Even though I was young and stupid, I remember thinking that such power should not be in the hands of mere mortals.
Posted by: Wonderduck at July 18, 2010 12:20 AM (iJfPN)
4
I don't think I've ever had soda made with HFCS. In Australia, it's all cane sugar. That's what Queensland's for.
Posted by: Pixy Misa at July 18, 2010 03:21 AM (PiXy!)
5
Honestly, Jolt's real kick doesn't come from the caffeine (it's still only, say, a third as caffeinated as a glass of tea). It's also got that much more sugar in it, and when you're young and susceptible to sugar rushes...
It doesn't taste that great, though. Not as good as Dr. Pepper (even the DIET Dr. Pepper tastes better these days).
Though Dr. Pepper with cane sugar instead of HFCS is quite nice indeed...
Posted by: Avatar_exADV at July 18, 2010 10:00 AM (mRjOr)
6
I tried Jolt when it first came out, and rejected it for poor taste. Drinking two sodas that tasted good was a more effective method of caffeine acquisition than drinking one Jolt.
-j
Posted by: J Greely at July 18, 2010 10:39 AM (2XtN5)
7
The other iconic highly-caffeinated soft drink is Mountain Dew, which IIRC is grapefruit flavored.
8
Squirt is the only one I know of that's grapefruit-ish in origin. I'd say that Mountain Dew is Mello Yello-flavored.

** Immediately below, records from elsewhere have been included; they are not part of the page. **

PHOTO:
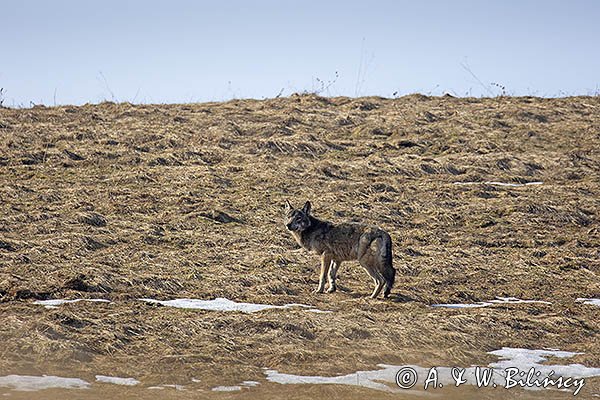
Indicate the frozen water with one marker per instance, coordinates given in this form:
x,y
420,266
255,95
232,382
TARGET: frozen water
x,y
384,378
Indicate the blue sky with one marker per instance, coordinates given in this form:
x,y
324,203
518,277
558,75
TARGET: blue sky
x,y
74,52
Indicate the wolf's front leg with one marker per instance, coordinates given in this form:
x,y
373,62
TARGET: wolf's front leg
x,y
325,264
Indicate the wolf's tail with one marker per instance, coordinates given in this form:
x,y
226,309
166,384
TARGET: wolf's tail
x,y
389,273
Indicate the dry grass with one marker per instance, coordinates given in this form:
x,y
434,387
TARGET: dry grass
x,y
167,201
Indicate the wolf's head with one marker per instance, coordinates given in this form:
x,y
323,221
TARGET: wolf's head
x,y
297,220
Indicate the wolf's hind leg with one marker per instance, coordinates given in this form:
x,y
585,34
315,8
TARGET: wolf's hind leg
x,y
325,265
369,265
335,265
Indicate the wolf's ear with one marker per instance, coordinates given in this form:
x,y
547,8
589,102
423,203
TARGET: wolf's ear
x,y
306,208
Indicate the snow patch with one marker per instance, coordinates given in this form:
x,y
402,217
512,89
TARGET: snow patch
x,y
116,380
54,303
594,302
497,300
222,304
506,184
28,383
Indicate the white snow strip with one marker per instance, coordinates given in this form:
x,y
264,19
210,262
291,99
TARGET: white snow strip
x,y
28,383
54,303
226,388
497,300
384,379
507,184
594,302
222,304
116,380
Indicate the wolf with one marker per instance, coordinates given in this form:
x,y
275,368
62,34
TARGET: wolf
x,y
369,245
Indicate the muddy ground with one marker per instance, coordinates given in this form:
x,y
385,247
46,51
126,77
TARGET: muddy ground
x,y
121,202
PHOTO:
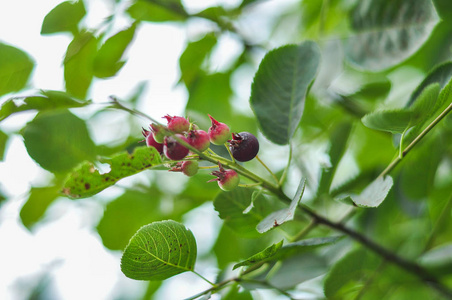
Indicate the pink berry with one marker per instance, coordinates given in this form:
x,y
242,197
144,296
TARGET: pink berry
x,y
244,146
150,141
173,150
159,132
227,179
219,133
199,139
188,167
177,124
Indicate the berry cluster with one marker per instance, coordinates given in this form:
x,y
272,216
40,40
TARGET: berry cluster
x,y
243,146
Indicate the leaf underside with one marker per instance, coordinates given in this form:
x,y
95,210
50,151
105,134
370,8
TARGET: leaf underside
x,y
158,251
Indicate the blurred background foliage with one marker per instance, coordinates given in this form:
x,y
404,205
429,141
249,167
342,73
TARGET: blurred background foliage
x,y
332,148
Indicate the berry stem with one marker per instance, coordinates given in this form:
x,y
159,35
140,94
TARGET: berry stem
x,y
230,153
268,169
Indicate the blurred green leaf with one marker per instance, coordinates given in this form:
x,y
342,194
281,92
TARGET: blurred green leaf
x,y
388,32
3,141
107,61
48,101
375,193
135,209
85,180
78,64
279,89
157,11
441,74
64,18
354,267
159,251
37,203
394,121
231,205
281,216
258,257
339,137
15,69
211,94
58,141
193,56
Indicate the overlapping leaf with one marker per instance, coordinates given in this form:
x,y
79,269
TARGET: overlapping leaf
x,y
15,69
47,101
279,89
158,251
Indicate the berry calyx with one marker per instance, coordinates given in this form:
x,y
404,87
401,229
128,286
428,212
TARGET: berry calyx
x,y
219,132
159,132
188,167
244,146
151,142
227,179
199,139
177,124
173,150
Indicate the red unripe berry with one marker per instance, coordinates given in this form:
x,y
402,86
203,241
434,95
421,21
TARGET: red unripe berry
x,y
244,146
150,141
190,167
173,150
219,133
177,124
227,179
199,139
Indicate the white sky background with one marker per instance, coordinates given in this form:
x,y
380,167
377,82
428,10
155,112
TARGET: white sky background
x,y
83,268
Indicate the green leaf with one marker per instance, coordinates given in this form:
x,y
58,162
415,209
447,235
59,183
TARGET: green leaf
x,y
3,141
15,69
388,32
351,269
283,215
47,101
58,141
374,194
86,181
394,121
159,251
279,89
441,74
78,64
231,205
157,11
134,209
36,205
258,257
64,18
107,61
193,57
438,260
426,102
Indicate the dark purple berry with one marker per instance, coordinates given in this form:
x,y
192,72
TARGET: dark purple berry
x,y
219,132
227,179
177,124
150,141
199,139
173,150
244,146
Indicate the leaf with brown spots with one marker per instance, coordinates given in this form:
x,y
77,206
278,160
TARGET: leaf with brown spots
x,y
85,180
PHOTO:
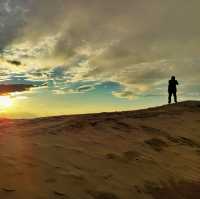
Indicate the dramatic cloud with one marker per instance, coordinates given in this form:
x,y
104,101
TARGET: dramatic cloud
x,y
136,43
6,89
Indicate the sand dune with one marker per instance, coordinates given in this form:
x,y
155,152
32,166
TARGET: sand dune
x,y
146,154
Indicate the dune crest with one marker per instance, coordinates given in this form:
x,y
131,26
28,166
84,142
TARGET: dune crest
x,y
145,154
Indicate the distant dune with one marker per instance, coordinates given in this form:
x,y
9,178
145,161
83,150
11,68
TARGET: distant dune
x,y
146,154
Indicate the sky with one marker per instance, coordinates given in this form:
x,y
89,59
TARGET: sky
x,y
85,56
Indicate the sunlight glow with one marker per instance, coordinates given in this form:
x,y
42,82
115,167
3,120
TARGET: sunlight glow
x,y
5,102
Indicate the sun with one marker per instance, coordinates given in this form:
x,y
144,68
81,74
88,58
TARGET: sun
x,y
5,102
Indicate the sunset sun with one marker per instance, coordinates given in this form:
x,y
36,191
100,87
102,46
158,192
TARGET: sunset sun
x,y
5,102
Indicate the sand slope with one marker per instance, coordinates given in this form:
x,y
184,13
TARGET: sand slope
x,y
151,154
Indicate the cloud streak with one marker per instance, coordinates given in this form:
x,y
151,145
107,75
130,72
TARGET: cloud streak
x,y
136,43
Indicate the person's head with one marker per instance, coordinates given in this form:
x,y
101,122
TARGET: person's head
x,y
173,78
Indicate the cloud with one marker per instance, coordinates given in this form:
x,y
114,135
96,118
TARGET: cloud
x,y
14,62
124,94
136,43
7,89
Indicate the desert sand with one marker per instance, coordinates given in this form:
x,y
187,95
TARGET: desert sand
x,y
145,154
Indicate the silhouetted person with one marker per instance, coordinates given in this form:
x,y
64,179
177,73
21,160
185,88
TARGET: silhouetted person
x,y
172,89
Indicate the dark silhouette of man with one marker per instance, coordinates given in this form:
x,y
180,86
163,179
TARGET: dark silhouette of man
x,y
172,89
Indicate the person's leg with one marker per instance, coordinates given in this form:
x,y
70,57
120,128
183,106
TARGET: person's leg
x,y
175,97
169,98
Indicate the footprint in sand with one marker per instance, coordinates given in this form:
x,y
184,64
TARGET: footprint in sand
x,y
8,190
156,144
102,195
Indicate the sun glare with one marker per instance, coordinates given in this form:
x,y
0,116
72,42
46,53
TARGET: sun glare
x,y
5,102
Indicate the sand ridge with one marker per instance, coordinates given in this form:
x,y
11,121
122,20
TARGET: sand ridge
x,y
145,154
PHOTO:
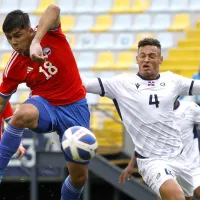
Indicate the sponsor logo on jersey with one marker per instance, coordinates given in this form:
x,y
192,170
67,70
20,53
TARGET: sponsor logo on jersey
x,y
47,51
158,176
29,69
151,83
162,84
137,85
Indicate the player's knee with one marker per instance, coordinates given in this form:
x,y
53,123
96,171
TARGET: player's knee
x,y
79,180
176,195
25,116
197,192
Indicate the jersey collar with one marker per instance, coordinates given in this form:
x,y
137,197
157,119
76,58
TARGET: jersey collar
x,y
148,79
176,105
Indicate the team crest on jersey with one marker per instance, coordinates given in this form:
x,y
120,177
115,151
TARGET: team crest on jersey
x,y
162,84
47,51
158,176
183,115
137,85
151,83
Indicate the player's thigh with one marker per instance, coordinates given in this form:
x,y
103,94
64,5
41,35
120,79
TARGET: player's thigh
x,y
184,178
46,119
197,192
76,114
196,181
25,116
158,175
78,172
170,189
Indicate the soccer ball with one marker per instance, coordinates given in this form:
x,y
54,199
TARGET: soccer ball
x,y
79,144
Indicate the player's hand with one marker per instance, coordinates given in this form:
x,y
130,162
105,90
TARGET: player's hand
x,y
21,151
126,174
36,52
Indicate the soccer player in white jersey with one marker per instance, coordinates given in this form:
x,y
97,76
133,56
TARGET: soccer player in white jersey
x,y
187,116
145,102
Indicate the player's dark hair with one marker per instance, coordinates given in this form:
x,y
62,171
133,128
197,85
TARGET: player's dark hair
x,y
150,42
15,19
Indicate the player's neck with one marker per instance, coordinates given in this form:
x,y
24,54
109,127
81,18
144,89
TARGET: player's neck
x,y
148,78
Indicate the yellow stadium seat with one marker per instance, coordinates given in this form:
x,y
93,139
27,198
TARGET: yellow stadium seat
x,y
181,22
189,43
121,6
105,61
4,59
103,23
198,24
67,23
42,6
194,34
182,53
125,60
71,39
181,63
139,37
140,6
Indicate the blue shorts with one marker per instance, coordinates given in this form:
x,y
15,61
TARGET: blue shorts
x,y
60,118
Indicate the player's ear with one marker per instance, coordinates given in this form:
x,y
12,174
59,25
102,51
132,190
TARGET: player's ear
x,y
137,59
161,59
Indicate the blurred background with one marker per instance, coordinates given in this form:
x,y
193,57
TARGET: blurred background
x,y
103,35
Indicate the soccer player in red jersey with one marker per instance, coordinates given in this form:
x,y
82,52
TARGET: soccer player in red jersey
x,y
42,58
5,117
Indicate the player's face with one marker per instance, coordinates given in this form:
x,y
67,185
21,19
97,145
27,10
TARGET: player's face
x,y
149,59
20,39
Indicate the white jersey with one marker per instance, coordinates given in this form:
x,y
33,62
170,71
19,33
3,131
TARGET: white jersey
x,y
186,116
146,108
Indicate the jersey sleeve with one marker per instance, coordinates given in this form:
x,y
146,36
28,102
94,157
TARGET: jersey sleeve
x,y
184,85
8,86
8,112
11,77
195,109
111,86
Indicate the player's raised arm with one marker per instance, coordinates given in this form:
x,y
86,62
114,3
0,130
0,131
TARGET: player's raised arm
x,y
3,103
49,19
92,85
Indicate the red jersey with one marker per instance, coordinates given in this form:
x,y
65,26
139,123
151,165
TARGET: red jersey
x,y
57,79
5,116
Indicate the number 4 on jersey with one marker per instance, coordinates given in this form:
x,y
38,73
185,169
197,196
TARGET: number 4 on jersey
x,y
154,101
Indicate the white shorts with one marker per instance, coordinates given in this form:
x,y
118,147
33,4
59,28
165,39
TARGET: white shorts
x,y
155,171
196,177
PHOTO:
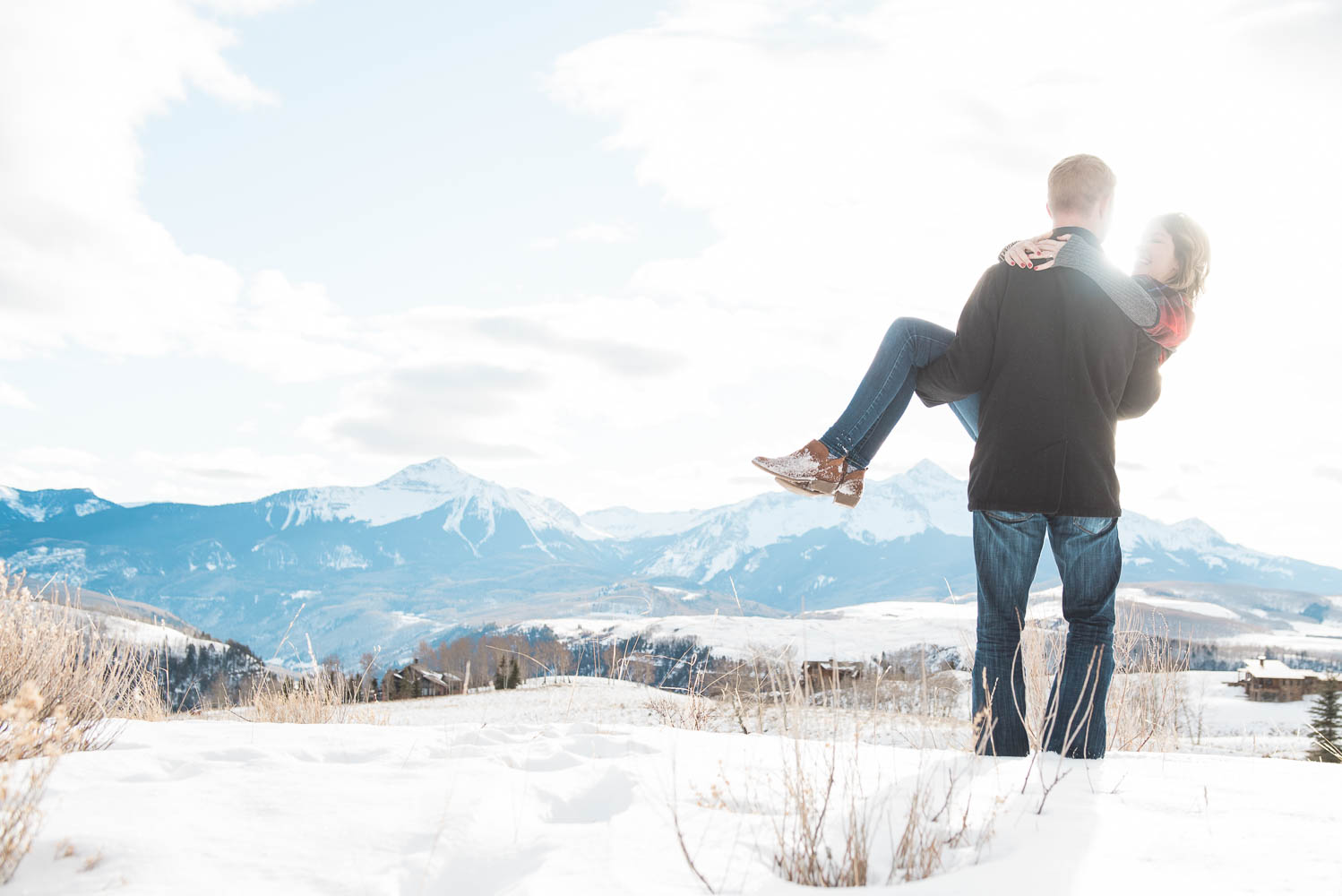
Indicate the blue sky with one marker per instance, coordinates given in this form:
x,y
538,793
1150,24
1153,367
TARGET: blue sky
x,y
609,251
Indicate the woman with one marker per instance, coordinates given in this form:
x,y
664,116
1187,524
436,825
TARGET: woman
x,y
1169,275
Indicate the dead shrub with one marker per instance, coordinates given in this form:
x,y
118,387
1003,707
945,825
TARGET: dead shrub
x,y
89,677
30,744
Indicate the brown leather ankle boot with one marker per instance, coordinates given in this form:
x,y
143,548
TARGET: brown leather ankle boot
x,y
810,467
848,491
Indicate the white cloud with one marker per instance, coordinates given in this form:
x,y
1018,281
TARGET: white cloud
x,y
611,232
13,397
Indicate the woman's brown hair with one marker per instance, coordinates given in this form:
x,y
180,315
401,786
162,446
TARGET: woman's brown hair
x,y
1191,251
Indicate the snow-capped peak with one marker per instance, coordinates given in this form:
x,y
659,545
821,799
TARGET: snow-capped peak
x,y
420,488
48,504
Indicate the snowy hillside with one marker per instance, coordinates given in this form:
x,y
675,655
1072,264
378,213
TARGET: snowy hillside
x,y
433,549
576,788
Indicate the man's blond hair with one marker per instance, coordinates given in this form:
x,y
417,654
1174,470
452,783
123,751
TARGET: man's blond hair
x,y
1080,183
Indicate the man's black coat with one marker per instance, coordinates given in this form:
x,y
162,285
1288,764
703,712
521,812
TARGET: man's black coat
x,y
1056,365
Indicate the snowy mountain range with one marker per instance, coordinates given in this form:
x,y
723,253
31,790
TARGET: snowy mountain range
x,y
433,547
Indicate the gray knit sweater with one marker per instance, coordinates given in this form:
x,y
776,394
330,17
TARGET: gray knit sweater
x,y
1125,291
1128,294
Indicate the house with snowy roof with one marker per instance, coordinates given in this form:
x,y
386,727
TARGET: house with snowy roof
x,y
417,680
1275,682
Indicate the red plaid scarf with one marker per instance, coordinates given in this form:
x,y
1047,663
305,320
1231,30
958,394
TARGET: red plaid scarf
x,y
1174,315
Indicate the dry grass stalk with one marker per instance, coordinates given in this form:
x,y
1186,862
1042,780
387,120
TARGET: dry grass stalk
x,y
804,852
30,744
90,677
933,828
310,699
1147,695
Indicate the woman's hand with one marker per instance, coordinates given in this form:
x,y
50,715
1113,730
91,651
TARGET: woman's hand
x,y
1035,254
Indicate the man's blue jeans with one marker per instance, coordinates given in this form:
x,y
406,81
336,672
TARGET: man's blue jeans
x,y
886,388
1007,549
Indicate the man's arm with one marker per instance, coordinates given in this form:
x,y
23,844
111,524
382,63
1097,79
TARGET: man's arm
x,y
1144,383
964,369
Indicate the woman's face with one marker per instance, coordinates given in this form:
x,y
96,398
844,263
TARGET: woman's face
x,y
1156,255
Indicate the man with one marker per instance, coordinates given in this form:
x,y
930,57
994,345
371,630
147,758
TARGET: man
x,y
1056,365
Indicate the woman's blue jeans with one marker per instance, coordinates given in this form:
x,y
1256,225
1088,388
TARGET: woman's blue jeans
x,y
887,388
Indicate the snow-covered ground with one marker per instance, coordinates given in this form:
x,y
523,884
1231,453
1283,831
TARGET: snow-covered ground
x,y
573,788
865,631
848,633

(and I think my second-greatest culture shock in moving to Silicon Valley was the discovery that Mello Yello wasn't available)
-j
Posted by: J Greely at July 18, 2010 10:49 PM (2XtN5)
9
I haven't had Jolt in years (I don't recall seeing it in South Carolina, Tampa, or Texas, although if someone wants to tell me where to find it in Dallas I'll go looking) but if I remember correctly it tastes similar to RC Cola. It is somewhat of an acquired taste. I remember the first sip I ever had: it was like a mild Pan-Galactic Gargle Blaster. You really notice that *kick* to the back of the throat.